A review of Benjamin P. Laird & Miguel G. Echevarria, 40 Questions About the Apostle Paul,* Grand Rapids, Kregel, 2023, 319 pages, paperback.

This is another of Kregel’s generally excellent “40 Questions” series, several of which have been reviewed at this blog. The book is divided into three parts: Part One answers questions about the Apostle’s life. Part Two focuses on Paul’s writings, and then Part Three is about Paul’s theology. The first section does a great job of covering the bases of Paul’s life. Here is where this format works really well. The authors provide details about persons and places and institutions (there is even space given to the matter of whether or not Paul had a wife (26-28).  I especially liked Question 8 which addressed Paul’s final days and death (71-77). All this forms a great introduction to Paul.

Part Two falls off a bit to my mind because the subjects are more nebulous or at least less easy to be dogmatic about. Topics like the collection of Paul’s letters (Q. 15) or the question of whether he authored Hebrews (Q. 16) did not do much for me, but that is a subjective judgment. However, I thought they tackled the issue of the authenticy particularly well (Qs. 17-18). My only complaint is that the chapters are too short. 
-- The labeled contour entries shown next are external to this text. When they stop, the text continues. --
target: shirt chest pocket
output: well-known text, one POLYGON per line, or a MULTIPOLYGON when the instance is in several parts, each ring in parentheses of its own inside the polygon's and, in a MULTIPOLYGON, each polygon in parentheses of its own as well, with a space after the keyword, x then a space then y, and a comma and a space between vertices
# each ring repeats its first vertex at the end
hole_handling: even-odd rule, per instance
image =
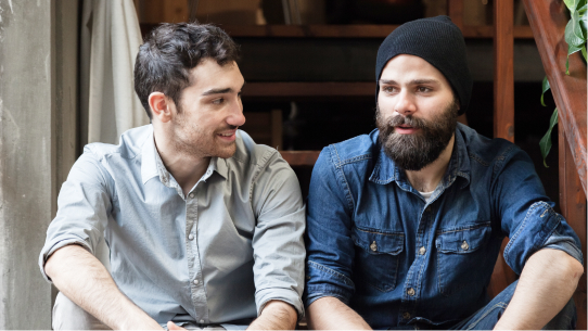
POLYGON ((489 280, 496 260, 496 257, 488 258, 491 255, 487 250, 490 234, 489 224, 437 233, 435 247, 440 293, 459 292, 460 297, 480 295, 478 290, 489 280))
POLYGON ((351 239, 356 245, 354 268, 356 284, 367 283, 382 292, 394 290, 405 234, 355 228, 351 239))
Part Three on Paul’s theology starts with one of the books best chapters; “Is there a Center to Paul’s Theology?” (Q. 24). Although I don’t believe, for instance, that “cruciformity” is proposed by Michael Gorman as the center of Pauline theology, he does see it as a crucial missing piece in our understanding of the Christian life (He also holds places of importance for participation and theosis). Similarly, N. T. Wright only argues for “covenant” as a unifying perspective not a center. Despite this I thought this chapter did a lot a debris clearing. I wasn’t as impressed with the next chapter on Paul’s Christology (Q. 25). I think this should have been divided into two chapters, one dealing with the titles of Jesus and the other dealing with the natures of Christ. I understand that there could only be 40 questions, but I think one or two from Part Two could have been spared. Likewise, in Question 29 on the Lord’s Supper I thought the authors did a very good job, but they did not emphasize the New covenant! 

Finally, and hardly surprisingly since Echevarria has already given us his position on this, the authors’ inaugurated eschatology cannot avoid the dilemma of supersessionism (their protestations notwithstanding). You cannot take away Israel’s national covenanted promises and say they are fulfilled in the Church of Gentiles and Jews. What this actually ends up doing is absorbing Israel into the Church so that sooner or later Israel no longer exists save as a name for the Church and not the nation to whom it was first given.

This is a good introductory book. It is not outstanding, and there are a few better alternatives to choose from (one thinks of Rediscovering Paul by Capes, Reeves and Richards, and especially James P. Ware’s more sophisticated Paul’s Theology in Context). Still, it is a book to consider if one wants to begin diving into Paul.